A cloud deployment model defines where the physical servers are deployed and who manages them.

Public Clouds
Public clouds provide access to computing resources for the general public over the Internet but the resources themselves are owned by the organization selling the cloud services. The public cloud provider allows customers to self-provision resources typically via a web service interface. Customer's rent access to resources as needed on a pay-as-you-go basis. Public clouds offer access to large pools of scalable resources on a temporary basis without the need for capital investment in data center infrastructure.
With public cloud, infrastructure costs are shared across customers, which result in economies of scale. Data control might be an issue depending on a number of factors, including the type and sensitivity of the data as well as the industry and local laws concerning the data.
Private Clouds
Private clouds give users immediate access to computing resources hosted within an organization's infrastructure and the resources are dedicated solely for that organization's use. Users self-provision and scale collections of resources drawn from the private cloud, typically via web service interface, just as with a public cloud.
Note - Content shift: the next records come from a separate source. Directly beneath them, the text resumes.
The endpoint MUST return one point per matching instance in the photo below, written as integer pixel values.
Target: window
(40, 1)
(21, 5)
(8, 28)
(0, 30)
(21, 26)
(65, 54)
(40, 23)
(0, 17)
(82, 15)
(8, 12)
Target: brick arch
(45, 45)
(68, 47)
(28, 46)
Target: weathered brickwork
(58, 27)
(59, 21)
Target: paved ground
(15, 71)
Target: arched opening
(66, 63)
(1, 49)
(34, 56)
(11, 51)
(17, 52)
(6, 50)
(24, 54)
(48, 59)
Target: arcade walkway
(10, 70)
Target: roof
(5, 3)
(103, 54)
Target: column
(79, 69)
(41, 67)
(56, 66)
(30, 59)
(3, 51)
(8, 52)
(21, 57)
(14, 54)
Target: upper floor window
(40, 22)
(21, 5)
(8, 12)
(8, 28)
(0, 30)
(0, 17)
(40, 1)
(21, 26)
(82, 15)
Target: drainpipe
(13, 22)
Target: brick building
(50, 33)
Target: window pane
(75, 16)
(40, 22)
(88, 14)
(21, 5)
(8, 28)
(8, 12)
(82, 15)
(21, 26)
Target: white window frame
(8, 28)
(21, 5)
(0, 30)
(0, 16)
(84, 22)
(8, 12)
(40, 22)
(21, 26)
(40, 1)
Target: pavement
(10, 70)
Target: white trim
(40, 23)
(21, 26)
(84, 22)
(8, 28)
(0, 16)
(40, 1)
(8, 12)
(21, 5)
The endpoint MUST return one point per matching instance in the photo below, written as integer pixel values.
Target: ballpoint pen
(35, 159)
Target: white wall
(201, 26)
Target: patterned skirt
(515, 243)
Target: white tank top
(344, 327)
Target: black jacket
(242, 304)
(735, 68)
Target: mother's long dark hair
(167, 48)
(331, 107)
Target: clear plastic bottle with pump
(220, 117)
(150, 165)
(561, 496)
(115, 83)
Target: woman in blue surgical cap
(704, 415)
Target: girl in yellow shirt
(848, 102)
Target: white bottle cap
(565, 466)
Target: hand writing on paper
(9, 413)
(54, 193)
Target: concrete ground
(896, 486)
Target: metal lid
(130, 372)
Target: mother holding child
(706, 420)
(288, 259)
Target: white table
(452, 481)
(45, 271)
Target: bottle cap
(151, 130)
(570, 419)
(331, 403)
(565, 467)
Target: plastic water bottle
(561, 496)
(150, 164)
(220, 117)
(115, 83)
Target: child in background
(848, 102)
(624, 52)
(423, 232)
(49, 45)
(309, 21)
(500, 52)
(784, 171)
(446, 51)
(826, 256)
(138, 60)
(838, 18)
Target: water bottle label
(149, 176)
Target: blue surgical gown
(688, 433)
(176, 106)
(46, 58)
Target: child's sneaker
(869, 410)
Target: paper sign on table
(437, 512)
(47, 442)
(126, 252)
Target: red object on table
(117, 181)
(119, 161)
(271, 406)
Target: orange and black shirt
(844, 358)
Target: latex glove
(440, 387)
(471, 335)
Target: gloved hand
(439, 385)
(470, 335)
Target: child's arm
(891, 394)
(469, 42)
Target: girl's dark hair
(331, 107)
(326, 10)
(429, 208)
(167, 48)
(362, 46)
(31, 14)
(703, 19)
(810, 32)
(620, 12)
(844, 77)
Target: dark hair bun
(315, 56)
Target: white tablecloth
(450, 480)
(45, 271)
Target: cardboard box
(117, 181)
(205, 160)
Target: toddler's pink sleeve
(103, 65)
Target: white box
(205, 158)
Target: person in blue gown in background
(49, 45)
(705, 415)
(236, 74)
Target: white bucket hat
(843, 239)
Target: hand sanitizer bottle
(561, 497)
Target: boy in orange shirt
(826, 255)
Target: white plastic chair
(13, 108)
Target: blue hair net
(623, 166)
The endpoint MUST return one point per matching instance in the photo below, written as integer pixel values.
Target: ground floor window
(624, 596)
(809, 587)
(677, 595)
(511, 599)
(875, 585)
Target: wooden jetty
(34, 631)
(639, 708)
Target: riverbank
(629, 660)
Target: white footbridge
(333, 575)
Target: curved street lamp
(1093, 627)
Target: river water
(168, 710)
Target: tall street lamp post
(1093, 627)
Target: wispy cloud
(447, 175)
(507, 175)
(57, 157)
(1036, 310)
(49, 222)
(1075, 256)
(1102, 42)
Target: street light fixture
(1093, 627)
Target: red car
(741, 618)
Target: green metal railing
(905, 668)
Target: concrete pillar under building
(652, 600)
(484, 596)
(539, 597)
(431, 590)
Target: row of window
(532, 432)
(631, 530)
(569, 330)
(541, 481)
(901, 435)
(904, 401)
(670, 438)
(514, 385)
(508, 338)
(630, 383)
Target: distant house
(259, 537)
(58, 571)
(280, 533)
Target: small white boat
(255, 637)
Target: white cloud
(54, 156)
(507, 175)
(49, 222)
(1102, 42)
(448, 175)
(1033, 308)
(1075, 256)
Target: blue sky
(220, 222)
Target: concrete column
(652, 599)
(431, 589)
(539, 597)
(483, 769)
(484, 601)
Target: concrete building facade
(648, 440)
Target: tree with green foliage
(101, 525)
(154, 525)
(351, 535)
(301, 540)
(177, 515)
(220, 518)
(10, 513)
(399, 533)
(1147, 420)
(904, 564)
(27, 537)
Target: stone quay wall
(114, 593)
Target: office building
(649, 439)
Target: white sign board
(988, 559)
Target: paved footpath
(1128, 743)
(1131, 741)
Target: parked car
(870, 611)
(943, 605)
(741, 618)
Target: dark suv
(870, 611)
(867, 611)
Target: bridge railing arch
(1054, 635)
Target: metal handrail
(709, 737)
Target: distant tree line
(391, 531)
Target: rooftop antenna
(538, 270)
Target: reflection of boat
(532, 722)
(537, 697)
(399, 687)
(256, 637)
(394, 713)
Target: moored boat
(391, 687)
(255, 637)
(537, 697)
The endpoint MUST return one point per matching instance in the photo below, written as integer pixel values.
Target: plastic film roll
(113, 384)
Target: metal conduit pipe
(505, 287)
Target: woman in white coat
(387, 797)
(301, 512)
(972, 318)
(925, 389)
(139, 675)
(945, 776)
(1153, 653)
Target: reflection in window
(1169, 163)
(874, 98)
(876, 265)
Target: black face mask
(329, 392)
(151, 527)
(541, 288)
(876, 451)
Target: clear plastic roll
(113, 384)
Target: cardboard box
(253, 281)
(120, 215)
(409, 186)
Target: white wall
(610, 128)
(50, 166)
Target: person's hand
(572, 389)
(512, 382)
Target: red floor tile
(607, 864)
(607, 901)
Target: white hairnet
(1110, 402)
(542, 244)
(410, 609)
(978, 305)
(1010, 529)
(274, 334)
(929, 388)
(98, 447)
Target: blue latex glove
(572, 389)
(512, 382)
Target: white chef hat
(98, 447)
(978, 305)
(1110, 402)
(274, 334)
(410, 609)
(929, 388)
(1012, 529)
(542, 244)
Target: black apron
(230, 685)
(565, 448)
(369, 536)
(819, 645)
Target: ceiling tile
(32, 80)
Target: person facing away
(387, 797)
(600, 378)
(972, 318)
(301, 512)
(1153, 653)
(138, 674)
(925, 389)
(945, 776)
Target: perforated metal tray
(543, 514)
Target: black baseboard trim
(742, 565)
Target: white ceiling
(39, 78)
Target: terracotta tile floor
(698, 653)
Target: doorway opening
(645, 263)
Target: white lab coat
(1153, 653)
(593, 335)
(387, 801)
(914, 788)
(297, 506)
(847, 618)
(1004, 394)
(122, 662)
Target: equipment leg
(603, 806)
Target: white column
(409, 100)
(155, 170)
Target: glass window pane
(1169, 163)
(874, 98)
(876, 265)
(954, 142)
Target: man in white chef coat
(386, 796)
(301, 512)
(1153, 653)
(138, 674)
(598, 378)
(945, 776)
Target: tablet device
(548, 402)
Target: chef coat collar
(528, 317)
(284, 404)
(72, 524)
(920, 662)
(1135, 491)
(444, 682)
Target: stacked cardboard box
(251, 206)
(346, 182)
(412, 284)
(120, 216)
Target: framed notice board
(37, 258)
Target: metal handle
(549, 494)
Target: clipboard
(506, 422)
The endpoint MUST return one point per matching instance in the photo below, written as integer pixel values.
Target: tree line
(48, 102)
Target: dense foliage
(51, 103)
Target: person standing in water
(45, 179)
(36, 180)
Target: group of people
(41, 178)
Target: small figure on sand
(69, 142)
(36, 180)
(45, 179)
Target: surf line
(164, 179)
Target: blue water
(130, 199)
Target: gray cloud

However, because it is deployed within the organization's existing data center—and behind the organization's firewall—a private cloud is subject to the organization's physical, electronic, and procedural security measures and thus offers a higher degree of security over sensitive code and data.
With private cloud, the performance of physical hardware can be controlled and maintained by the organization, and can thus markedly improve data center efficiency while reducing operational expense.
Hybrid Clouds
Hybrid clouds combine one or more public clouds and one or more private clouds by technology that enables data and application migration between them. Hybrid clouds typically use a shared API to enable hybrid operation.
With hybrid cloud, organizations can utilize the cost benefits of a public cloud and when needed, protect confidential data in a private cloud.